不過女怪物並沒有給白沐霖打電話的功夫,她依舊指著窗戶,然後發出了幾聲沒有意義的語氣詞,吸引著白沐霖的視線。
“這是什麽意思呢?窗外?窗外有什麽嗎?啊,你的意思是說剛才的那個邪祟?”白沐霖猜測道。
女怪物點點頭回應著白沐霖,告訴她猜對了。然後又指著白沐霖,另一隻手衝著自己脖子比劃了一下。
白沐霖撓撓頭皺起眉頭:“我?我被殺了?”
這種你畫我猜一般的行為白沐霖竟然出乎預料的理解力十分強大,瞬間就明白了女怪物的意思。
女怪物再次指著窗外,這下白沐霖理解的更快了:“邪祟,邪祟要殺我?”
然後她又指著自己,擋在了白沐霖和窗戶之間。
“你的意識是,你是來保護我,不讓我被邪祟殺死的?”白沐霖一下就猜到了女怪物想要說的。
女怪物立馬點點頭,白沐霖看著她猙獰恐怖的麵容還是有些不敢確定。雖然常說不能以貌取人,但是長得這麽恐怖的人,突然出現在這個詭異的木屋裏說是要保護她,白沐霖實在不怎麽敢相信。
就在白沐霖還在猶豫不決的時候,她的手裏握著的衝虛天清鈴忽然發出了清脆且清晰的響聲,她低頭一看,原本黯淡無光的衝虛天清鈴此時卻不知道什麽時候泛起了一道淡淡的青光,如果熒光一般環繞在衝虛天清鈴的周身。
隨著鈴鐺聲青色的道氣激蕩而起,並有愈演愈烈的趨勢。白沐霖哪裏還不知道,這就是我曾經說過的,衝虛天清鈴的自動禦敵的表現。剛才女怪物拿起衝虛天清鈴的時候沒有表現,但是現在卻自動散發出道氣,就是說明衝虛天清鈴感受到了周圍的煞氣,有邪祟正在靠近。
白沐霖立馬往窗外看去,破舊的窗紙漏洞上又開始滲入黑色的霧氣。
“一個……兩個……三個……一個……兩個……三個……嘻嘻嘻……”
幽長且陰冷的聲音再次響起,由遠到近越發的清晰。

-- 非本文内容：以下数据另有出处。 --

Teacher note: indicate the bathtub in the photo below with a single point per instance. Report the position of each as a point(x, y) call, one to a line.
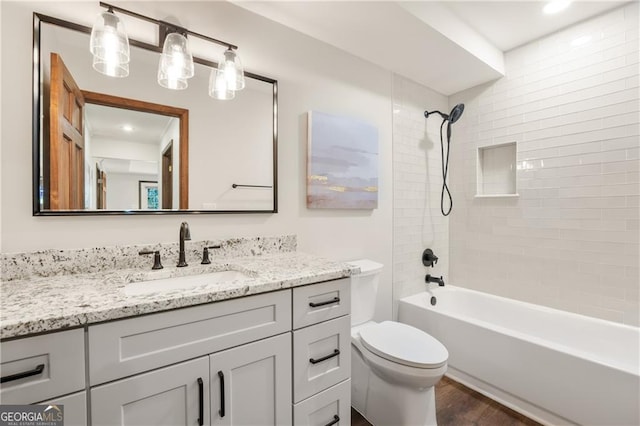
point(553, 366)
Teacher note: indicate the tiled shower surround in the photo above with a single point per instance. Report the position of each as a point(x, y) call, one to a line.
point(417, 180)
point(571, 239)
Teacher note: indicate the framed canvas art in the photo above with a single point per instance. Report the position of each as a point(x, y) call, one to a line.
point(148, 195)
point(342, 163)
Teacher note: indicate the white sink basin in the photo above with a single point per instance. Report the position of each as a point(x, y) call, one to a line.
point(181, 283)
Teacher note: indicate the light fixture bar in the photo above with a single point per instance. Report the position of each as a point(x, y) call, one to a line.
point(168, 26)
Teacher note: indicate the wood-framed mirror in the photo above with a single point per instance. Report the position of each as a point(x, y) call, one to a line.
point(206, 156)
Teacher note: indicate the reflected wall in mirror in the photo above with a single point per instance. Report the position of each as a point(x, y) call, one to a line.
point(97, 137)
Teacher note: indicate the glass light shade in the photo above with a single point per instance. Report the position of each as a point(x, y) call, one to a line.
point(218, 87)
point(233, 70)
point(176, 62)
point(171, 81)
point(110, 68)
point(109, 45)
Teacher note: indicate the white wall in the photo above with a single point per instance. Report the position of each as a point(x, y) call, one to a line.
point(417, 221)
point(123, 190)
point(172, 134)
point(311, 76)
point(570, 241)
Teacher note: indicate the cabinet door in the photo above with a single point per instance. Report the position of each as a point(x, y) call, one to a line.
point(251, 384)
point(171, 396)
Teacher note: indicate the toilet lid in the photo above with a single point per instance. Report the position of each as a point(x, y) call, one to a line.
point(404, 344)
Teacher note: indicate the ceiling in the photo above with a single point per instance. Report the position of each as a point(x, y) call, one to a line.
point(109, 123)
point(448, 46)
point(509, 24)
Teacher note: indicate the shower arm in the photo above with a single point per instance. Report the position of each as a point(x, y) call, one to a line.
point(442, 114)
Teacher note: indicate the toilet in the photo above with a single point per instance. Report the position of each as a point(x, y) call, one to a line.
point(394, 366)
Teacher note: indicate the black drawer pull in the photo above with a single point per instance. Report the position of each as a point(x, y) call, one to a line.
point(336, 419)
point(327, 302)
point(335, 353)
point(39, 369)
point(221, 376)
point(201, 401)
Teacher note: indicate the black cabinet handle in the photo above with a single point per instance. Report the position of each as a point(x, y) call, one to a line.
point(336, 352)
point(221, 376)
point(336, 419)
point(39, 369)
point(201, 399)
point(327, 302)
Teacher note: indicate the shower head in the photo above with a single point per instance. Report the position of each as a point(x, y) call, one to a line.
point(456, 113)
point(453, 116)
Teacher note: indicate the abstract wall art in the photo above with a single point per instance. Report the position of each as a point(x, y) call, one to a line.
point(342, 163)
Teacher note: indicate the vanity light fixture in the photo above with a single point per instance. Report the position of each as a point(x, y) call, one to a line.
point(109, 45)
point(176, 62)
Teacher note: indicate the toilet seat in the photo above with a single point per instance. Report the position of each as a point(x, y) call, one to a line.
point(404, 344)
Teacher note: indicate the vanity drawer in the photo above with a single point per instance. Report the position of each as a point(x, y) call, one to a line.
point(123, 348)
point(332, 299)
point(53, 363)
point(329, 407)
point(75, 408)
point(321, 357)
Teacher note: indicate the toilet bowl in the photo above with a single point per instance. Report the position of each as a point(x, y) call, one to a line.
point(394, 366)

隻不過比起剛才,說的話卻有些不一樣,剛才隻是數到了兩個,現在卻變成了三個。
白沐霖不知道其中的含義,但是聽她訴說的我現在卻能明白,說的那第三個也許就是副院長吧,當時我正在焦急想要上山救白沐霖,可是因為雙腿的緣故連離開帳篷都費勁力氣。
陷入絕望時,是副院長突然出現把我給帶上木屋的。而邪祟所說的三個應該就是進入了後山的副院長劉天明了。

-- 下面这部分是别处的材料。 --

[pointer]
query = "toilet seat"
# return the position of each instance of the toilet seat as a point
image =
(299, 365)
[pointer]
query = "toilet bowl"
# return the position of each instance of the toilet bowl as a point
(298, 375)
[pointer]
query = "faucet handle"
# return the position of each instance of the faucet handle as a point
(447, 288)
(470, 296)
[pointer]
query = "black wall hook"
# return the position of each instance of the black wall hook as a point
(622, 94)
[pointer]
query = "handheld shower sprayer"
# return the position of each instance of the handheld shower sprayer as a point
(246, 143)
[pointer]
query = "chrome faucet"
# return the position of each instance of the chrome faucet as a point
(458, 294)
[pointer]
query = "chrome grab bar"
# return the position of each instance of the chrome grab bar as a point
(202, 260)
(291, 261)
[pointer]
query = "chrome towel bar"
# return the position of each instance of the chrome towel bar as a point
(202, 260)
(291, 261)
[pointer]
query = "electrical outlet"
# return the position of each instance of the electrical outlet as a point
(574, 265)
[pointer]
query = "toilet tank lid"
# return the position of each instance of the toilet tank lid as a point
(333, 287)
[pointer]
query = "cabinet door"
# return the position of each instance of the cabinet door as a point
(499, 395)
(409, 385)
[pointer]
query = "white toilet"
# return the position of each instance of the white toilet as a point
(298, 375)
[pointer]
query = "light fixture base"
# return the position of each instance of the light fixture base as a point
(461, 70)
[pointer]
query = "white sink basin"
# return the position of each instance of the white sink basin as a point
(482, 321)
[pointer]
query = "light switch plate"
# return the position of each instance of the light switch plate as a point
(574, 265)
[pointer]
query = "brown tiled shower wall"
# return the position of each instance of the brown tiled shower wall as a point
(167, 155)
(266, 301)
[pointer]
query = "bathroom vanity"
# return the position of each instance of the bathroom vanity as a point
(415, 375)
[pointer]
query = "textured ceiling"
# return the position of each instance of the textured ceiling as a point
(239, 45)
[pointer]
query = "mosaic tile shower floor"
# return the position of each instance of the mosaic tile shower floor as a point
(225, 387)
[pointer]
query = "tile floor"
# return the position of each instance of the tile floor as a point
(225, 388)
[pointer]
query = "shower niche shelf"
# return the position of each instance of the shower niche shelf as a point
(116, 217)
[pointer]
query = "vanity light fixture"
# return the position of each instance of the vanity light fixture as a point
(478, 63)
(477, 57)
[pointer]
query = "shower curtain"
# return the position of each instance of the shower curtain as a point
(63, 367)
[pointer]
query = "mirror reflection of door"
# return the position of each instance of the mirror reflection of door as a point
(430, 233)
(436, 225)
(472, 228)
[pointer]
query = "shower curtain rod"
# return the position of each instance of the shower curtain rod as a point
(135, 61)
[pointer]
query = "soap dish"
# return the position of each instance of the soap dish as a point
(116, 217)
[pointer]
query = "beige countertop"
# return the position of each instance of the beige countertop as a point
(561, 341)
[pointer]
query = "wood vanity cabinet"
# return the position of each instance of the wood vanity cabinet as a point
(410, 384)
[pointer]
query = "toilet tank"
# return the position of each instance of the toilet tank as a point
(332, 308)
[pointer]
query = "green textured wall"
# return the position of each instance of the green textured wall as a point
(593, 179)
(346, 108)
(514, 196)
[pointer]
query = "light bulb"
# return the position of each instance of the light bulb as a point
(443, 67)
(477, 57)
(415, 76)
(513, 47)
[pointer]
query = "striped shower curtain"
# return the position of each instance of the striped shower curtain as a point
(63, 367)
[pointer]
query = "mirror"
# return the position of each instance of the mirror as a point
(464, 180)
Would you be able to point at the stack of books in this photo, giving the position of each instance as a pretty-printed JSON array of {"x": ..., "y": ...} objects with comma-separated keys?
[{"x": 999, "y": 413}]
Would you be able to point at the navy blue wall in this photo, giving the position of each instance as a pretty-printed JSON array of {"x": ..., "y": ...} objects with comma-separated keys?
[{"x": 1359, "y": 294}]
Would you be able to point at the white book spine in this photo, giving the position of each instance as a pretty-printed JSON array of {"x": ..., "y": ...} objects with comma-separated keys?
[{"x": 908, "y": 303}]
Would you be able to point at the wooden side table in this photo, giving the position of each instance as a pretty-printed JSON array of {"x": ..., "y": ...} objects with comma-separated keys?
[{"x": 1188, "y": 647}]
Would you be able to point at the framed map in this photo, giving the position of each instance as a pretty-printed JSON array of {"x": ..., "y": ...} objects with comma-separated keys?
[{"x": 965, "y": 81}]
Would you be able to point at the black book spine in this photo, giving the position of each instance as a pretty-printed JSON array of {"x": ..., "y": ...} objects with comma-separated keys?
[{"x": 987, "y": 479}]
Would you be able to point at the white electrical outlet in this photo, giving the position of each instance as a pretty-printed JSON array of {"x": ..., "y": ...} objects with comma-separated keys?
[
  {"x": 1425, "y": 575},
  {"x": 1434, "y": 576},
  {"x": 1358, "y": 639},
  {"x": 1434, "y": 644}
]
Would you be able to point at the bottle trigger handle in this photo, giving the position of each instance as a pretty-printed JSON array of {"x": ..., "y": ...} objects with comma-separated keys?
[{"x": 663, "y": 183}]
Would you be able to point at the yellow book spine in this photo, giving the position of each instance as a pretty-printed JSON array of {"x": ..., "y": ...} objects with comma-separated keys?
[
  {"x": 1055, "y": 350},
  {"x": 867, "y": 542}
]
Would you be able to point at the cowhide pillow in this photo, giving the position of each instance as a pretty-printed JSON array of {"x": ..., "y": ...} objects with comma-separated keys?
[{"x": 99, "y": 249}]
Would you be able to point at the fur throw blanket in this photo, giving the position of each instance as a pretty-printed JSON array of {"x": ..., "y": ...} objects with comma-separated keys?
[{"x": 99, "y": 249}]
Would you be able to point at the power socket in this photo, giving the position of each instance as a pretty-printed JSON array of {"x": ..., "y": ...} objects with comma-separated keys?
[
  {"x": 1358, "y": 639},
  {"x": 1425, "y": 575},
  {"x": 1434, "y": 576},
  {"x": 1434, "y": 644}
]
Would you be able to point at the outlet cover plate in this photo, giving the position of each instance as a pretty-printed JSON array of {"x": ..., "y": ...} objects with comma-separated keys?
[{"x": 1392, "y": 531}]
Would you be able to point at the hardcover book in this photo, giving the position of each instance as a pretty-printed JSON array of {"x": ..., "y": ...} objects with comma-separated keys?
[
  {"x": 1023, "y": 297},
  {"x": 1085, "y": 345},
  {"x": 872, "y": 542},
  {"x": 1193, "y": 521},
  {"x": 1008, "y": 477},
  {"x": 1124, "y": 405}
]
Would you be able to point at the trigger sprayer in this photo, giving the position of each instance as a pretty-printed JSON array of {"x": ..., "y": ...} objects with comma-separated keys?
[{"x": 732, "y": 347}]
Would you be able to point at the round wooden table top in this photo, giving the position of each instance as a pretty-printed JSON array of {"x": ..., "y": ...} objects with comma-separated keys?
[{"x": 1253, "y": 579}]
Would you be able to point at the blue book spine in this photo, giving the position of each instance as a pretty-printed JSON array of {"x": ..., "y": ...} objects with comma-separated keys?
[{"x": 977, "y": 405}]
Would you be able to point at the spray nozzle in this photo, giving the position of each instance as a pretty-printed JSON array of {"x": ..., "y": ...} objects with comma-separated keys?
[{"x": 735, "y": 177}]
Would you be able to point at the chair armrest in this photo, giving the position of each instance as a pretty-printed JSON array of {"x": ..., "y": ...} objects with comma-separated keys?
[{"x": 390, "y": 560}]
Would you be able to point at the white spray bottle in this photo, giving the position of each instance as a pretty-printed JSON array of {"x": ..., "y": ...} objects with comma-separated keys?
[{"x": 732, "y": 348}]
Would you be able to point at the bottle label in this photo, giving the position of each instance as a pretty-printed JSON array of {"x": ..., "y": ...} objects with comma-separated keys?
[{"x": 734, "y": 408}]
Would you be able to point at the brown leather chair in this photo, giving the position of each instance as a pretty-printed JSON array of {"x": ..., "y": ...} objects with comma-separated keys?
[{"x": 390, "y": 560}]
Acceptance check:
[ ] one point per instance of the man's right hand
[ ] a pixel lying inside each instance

白沐霖看見了湧入房間的煞氣越來越多,房間內的溫度仿佛直接跌入了冰點,連呼出的熱氣都清晰可見。
窗紙上再一次出現了飄在空中的女人頭影子。隻不過這一次窗紙的破洞裏並不是什麽眼珠了,破洞之中一小撮頭發夾雜著黑氣湧了進來,那黑發像是有生命一般,像是毒蛇一樣在地板上爬動著,朝著白沐霖的方向而來。
白沐霖還沒反應過來的時候,旁邊的女怪物就先作出了反應,她一把拉住白沐霖然後把白沐霖擋在身後。黑發纏住了女怪物的雙腿,一股怪力將女怪物給倒吊在了空中。
白沐霖眼睜睜的看著女怪物被頭發纏住卻沒有任何的辦法,雖然她覺得女怪物長的很恐怖,但是不管怎麽說都是想要救她的好人,所以白沐霖急的如同熱鍋上的螞蟻,想要救她。
就在這時她突然看見手裏正散發著淡淡青光隱隱有金器交鳴聲的衝虛天清鈴,沒有任何的敕令,也急不得經文,當然沒辦法驅使衝虛天清鈴,但是自帶的道氣也可以用吧。
這樣想著的白沐霖已經什麽也管不上了,直接大喊一聲:“快放開她!”
然後直接把衝虛天清鈴給丟向捆住女怪物的頭發。衝虛天清鈴的青色道氣一接觸頭發便如同玻璃一般碎裂開來,衝虛天清鈴失去了道氣也瞬間變得黯淡無光。
但是頭發也並非是毫發無損,受到了衝擊的頭發立刻鬆開了女怪物,然後刺向白沐霖。
女怪物落在了地上,但沒有猶豫的時間,她翻滾了一下調整落地的姿勢,然後撿起地上的衝虛天清鈴撲向白沐霖。
白沐霖還什麽都沒有反應過來的時候,她忽然感覺自己的嘴裏有什麽奇怪的液體,隻看見女怪物咬破了自己指頭,指頭上湧出的鮮血正被她滴進自己的嘴巴。
在那邪祟的長發快要刺在白沐霖的身體上之前,女怪物已經從懷裏掏出了一麵鏡子,對準了白沐霖的臉。
白沐霖忽然感覺到了一股吸引力,這不是現實中真實的吸力,而是有一種詭異的吸力從鏡子裏傳來,隻針對白沐霖的意識。
強大的吸力她根本抗拒不了,隻感覺自己的意識漸漸被剝離了身體,那是一種很奇怪的感覺。看得見自己的身體,也感受得到自己的身體,但是自己的意識卻不在自己的身體裏。
白沐霖感覺自己的意識好像被吸引進了鏡子裏,扭過頭隻能看得見鏡子對麵的自己的身體,還有女怪物。
白沐霖的意識逐漸遊離,漸漸的變得微弱。關於現實的感覺也逐漸感受不到,眼前的光芒也越來越小,最後直至徹底消失在黑暗之中。
也不知道過了多久,白沐霖的意識重新清晰起來。但是已經不在木屋裏麵了,此時此刻的她來到了熟悉且陌生的地方,醫院的病房裏。